As time goes by, I believe more strongly each day that this is a civil rights issue. It is apparent that most people that are opposed to reform do so based on some moral or ideological grounds that it is bad for individuals and society, rather than acknowledging medical science and the testimony of experienced responsible users. This being the case, we are subjected to the same kind of discrimination that other groups in society have felt in their own struggles for equality, those being women, blacks (African-Americans plus others), LGBT's, Hispanics, etc.
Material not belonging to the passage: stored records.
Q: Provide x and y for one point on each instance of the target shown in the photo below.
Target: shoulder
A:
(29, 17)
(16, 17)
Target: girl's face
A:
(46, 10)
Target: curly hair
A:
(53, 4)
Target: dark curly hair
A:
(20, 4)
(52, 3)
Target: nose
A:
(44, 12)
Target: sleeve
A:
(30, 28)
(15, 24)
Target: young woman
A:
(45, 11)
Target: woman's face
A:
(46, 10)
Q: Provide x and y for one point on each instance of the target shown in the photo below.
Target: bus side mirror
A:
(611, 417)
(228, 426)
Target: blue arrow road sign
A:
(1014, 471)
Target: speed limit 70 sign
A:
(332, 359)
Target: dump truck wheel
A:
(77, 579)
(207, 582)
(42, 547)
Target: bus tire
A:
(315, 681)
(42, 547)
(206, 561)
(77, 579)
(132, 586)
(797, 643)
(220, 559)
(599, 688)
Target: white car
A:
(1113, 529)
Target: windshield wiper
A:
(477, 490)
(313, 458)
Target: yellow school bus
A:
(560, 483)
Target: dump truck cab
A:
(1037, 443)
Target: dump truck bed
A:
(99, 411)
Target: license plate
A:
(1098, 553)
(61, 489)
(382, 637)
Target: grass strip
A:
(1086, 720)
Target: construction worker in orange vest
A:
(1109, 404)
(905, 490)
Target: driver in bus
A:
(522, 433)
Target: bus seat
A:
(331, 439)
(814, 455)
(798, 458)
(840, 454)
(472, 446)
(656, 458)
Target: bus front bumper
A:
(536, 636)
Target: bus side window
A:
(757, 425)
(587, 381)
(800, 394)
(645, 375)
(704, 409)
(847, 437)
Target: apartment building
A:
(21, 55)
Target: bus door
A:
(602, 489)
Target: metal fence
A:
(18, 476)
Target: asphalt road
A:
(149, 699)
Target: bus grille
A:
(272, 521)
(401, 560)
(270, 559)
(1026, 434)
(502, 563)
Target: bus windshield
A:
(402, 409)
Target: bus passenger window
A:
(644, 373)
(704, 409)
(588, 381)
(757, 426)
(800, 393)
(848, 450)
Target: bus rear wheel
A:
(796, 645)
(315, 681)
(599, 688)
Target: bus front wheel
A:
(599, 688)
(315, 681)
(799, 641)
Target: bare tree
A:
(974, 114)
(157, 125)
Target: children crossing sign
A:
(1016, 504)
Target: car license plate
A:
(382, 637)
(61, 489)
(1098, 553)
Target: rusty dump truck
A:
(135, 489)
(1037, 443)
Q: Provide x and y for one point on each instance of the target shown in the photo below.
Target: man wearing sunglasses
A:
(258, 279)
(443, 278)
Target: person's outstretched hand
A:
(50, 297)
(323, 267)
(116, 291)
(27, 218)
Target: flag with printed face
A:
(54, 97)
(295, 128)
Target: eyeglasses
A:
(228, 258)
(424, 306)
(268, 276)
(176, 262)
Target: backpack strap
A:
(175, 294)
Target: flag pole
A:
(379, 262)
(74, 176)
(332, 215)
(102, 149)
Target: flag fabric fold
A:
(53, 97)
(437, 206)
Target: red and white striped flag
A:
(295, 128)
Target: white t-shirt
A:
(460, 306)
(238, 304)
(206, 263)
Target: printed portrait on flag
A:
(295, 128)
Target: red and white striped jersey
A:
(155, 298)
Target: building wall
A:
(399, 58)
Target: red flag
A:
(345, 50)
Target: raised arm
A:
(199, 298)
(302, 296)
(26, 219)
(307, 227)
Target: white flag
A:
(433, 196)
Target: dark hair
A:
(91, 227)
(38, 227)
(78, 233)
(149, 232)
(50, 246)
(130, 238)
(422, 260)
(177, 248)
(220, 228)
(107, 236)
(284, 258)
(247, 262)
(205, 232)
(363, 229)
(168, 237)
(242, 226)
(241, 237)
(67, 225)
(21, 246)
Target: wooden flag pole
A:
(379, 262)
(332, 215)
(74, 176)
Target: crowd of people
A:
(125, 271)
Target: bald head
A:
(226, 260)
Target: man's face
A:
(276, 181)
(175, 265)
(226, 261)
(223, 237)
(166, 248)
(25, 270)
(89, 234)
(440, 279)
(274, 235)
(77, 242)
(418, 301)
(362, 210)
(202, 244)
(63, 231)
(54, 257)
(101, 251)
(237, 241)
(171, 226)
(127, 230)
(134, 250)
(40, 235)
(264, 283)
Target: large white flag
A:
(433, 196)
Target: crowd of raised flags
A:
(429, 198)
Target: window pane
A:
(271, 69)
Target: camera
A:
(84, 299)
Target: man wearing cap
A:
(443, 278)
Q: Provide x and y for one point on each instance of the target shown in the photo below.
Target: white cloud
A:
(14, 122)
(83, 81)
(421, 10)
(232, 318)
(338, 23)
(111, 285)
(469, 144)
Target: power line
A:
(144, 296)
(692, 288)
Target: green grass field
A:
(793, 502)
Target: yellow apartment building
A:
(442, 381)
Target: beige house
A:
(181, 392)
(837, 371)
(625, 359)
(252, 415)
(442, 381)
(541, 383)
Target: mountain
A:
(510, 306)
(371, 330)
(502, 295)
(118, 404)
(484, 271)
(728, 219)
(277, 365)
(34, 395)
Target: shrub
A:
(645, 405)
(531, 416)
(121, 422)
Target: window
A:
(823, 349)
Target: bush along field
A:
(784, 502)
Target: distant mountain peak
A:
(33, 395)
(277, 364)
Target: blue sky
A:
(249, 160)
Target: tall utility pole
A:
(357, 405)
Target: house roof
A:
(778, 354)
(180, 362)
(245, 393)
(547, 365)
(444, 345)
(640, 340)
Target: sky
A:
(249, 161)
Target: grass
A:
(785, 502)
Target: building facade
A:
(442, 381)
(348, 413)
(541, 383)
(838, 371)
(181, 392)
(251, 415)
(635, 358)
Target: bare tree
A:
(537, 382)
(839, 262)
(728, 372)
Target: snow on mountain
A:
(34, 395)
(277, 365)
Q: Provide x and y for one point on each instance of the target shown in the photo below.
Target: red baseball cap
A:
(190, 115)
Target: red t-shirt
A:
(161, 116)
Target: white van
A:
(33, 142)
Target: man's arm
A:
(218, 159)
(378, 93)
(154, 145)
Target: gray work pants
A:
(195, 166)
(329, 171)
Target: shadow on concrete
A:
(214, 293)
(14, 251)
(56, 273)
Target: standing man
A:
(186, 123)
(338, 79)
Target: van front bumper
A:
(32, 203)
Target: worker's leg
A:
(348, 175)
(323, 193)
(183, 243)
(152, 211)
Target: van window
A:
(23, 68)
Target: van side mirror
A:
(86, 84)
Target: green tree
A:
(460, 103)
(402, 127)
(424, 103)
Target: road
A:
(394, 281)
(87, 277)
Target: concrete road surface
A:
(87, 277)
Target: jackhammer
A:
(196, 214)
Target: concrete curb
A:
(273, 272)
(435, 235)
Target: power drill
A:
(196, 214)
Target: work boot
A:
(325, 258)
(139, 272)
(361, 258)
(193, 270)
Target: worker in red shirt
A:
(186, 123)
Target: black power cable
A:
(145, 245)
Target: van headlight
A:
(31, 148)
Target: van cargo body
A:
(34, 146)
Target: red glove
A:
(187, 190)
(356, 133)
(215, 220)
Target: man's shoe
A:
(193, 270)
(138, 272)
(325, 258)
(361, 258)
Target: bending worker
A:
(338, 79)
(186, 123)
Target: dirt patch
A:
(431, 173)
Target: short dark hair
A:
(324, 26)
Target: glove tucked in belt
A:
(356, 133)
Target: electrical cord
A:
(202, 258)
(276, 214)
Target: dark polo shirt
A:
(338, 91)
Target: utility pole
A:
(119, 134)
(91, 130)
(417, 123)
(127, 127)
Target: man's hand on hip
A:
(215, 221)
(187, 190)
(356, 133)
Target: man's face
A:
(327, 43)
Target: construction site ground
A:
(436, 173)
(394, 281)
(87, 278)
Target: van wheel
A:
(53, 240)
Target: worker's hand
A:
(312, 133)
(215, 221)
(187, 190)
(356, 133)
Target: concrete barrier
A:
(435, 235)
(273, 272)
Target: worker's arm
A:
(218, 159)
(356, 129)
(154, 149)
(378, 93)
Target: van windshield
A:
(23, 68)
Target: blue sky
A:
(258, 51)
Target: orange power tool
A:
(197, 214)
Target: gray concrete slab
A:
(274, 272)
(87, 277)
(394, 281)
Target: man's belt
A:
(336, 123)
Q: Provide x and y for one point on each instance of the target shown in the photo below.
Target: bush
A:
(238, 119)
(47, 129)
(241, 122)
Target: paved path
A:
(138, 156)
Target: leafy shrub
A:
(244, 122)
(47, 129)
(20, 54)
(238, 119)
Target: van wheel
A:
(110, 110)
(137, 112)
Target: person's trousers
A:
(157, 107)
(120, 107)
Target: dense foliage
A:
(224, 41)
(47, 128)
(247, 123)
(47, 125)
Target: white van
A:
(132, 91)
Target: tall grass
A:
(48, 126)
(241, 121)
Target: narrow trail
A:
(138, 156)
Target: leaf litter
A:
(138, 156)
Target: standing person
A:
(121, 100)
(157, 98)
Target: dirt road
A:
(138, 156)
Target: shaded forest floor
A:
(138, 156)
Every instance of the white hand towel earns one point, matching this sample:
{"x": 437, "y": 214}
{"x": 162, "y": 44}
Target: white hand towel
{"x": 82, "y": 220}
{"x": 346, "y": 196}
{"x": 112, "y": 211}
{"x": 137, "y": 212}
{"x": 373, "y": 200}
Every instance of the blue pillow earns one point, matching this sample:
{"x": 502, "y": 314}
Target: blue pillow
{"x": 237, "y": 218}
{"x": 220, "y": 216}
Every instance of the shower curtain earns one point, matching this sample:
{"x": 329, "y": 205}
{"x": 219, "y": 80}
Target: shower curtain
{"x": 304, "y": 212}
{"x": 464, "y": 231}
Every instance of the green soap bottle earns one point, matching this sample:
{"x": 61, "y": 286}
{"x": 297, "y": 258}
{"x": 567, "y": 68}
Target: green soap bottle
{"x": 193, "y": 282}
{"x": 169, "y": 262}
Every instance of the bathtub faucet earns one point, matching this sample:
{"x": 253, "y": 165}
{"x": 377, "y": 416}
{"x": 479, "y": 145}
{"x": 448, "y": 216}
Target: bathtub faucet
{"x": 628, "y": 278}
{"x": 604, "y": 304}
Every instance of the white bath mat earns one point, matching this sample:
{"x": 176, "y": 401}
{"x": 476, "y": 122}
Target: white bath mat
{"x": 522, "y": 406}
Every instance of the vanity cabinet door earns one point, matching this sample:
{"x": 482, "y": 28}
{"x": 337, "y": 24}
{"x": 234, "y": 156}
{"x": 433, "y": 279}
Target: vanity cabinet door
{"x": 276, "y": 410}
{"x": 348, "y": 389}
While some members of law enforcement admit they are merely enforcing the law, and will change their attitude if the laws change, it is clear that the major body of law enforcement, both individuals and groups, are involved in opposition to reform, either in opinion or in action. Actions against reform, from law enforcement and other groups, in spite of medical science and major public opinion, manifest evidence of prejudice against marijuana users.